O projeto de lei apresentado pelo deputado estadual Antônio Gomide (PT), que trata do uso da polilaminina no tratamento de lesões medulares, ganhou destaque na imprensa goiana nesta quarta-feira, 25, com reportagens no Jornal Anhanguera, da TV Globo, exibido pela TV Anhanguera, e no jornal O Popular. A repercussão amplia o debate público sobre uma proposta que busca abrir caminhos para novas possibilidades de tratamento a pessoas que sofreram traumas raquimedulares.

A discussão ganhou mais relevância com a história do delegado Leonardo Sanches, de 44 anos, que ficou tetraplégico após um acidente na GO-330, entre Leopoldo de Bulhões e Silvânia. Segundo reportagem da TV Anhanguera, ele se tornou o primeiro goiano a receber uma dose de polilaminina, após decisão judicial que autorizou o acesso ao tratamento experimental. Em janeiro, a Anvisa liberou estudo clínico para avaliar a eficácia e a segurança da substância na regeneração de lesões medulares.

Diante da realidade de quem enfrenta esse tipo de trauma, Gomide apresentou projeto na Assembleia Legislativa de Goiás propondo a flexibilização do acesso à polilaminina pelo Sistema Único de Saúde em Goiás. A matéria prevê que o tratamento experimental possa ser realizado na rede estadual sem necessidade de autorização judicial prévia, desde que haja indicação de equipe multidisciplinar composta por neurologista, ortopedista e especialista em medicina regenerativa.

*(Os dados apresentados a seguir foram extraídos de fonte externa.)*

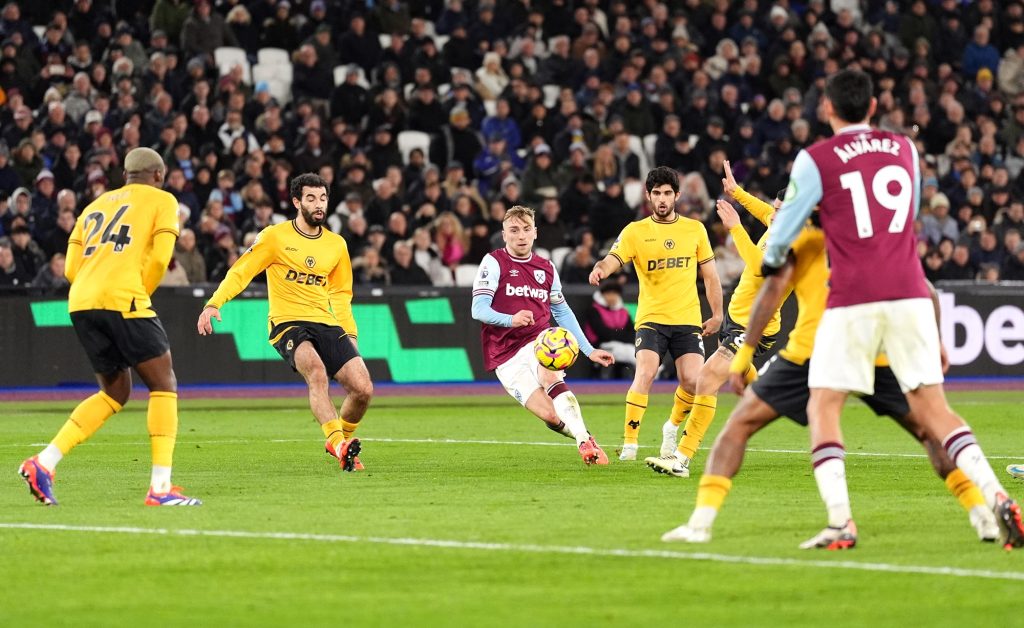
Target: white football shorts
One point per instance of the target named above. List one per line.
(849, 339)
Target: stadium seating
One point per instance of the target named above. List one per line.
(413, 139)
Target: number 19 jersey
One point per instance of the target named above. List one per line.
(870, 186)
(116, 233)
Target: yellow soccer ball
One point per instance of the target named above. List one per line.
(556, 348)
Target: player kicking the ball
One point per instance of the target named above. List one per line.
(514, 295)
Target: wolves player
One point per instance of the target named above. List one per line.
(781, 389)
(309, 282)
(117, 254)
(514, 295)
(676, 461)
(866, 184)
(666, 250)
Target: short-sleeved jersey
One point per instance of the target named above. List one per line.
(866, 185)
(666, 256)
(515, 284)
(308, 278)
(117, 233)
(810, 283)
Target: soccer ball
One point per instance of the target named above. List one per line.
(556, 348)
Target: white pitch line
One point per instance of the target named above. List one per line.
(753, 450)
(534, 549)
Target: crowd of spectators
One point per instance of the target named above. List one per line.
(559, 105)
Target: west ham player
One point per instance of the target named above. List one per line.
(117, 254)
(309, 286)
(666, 250)
(866, 184)
(676, 460)
(514, 295)
(781, 389)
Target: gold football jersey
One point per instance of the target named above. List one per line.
(308, 278)
(116, 233)
(666, 256)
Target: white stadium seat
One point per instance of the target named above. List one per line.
(413, 139)
(273, 56)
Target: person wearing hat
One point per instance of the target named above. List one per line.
(125, 240)
(205, 31)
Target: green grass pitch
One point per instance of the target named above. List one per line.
(503, 527)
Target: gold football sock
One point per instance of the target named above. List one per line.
(712, 491)
(964, 490)
(682, 402)
(347, 429)
(696, 426)
(162, 420)
(636, 405)
(87, 417)
(335, 432)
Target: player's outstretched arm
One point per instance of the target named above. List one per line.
(205, 325)
(713, 292)
(802, 196)
(603, 268)
(768, 301)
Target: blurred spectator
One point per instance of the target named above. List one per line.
(188, 258)
(205, 31)
(10, 274)
(50, 279)
(404, 271)
(608, 325)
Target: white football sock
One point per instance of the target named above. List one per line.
(704, 516)
(161, 478)
(830, 476)
(49, 457)
(567, 409)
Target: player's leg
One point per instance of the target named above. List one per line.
(162, 422)
(114, 377)
(567, 410)
(750, 416)
(888, 400)
(340, 356)
(912, 347)
(650, 346)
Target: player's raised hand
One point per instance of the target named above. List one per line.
(205, 325)
(523, 318)
(727, 213)
(602, 358)
(711, 326)
(738, 382)
(728, 182)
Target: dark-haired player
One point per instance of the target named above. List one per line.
(866, 184)
(666, 250)
(676, 460)
(309, 287)
(515, 294)
(117, 254)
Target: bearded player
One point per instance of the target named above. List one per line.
(515, 295)
(309, 286)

Na justificativa, o deputado destaca o alto índice de traumas raquimedulares no estado e o atual cenário de judicialização para obtenção de tratamentos inovadores. Segundo ele, quando o acesso depende exclusivamente de ações individuais na Justiça, cria-se um cenário de demora e desigualdade. A proposta, portanto, visa fomentar um debate responsável e transparente, construindo protocolos técnicos que garantam equidade e segurança aos pacientes.

O texto também prevê que a Secretaria de Estado da Saúde possa firmar parcerias com o laboratório Cristália para fornecimento da substância, capacitação de equipes e suporte técnico. Os recursos viriam do Fundo Estadual de Saúde, com prioridade para aplicação em pacientes nas primeiras 72 horas após o trauma, período considerado decisivo para possíveis resultados.

Além de propor uma medida administrativa, o projeto busca abrir uma discussão ampla sobre inovação, ciência e acesso à saúde pública. Em um tema que envolve pesquisa em andamento e acompanhamento rigoroso das autoridades sanitárias, a iniciativa pretende estimular o diálogo entre Poder Público, comunidade médica e sociedade, na construção de alternativas que levem esperança a quem enfrenta as consequências de uma lesão medular.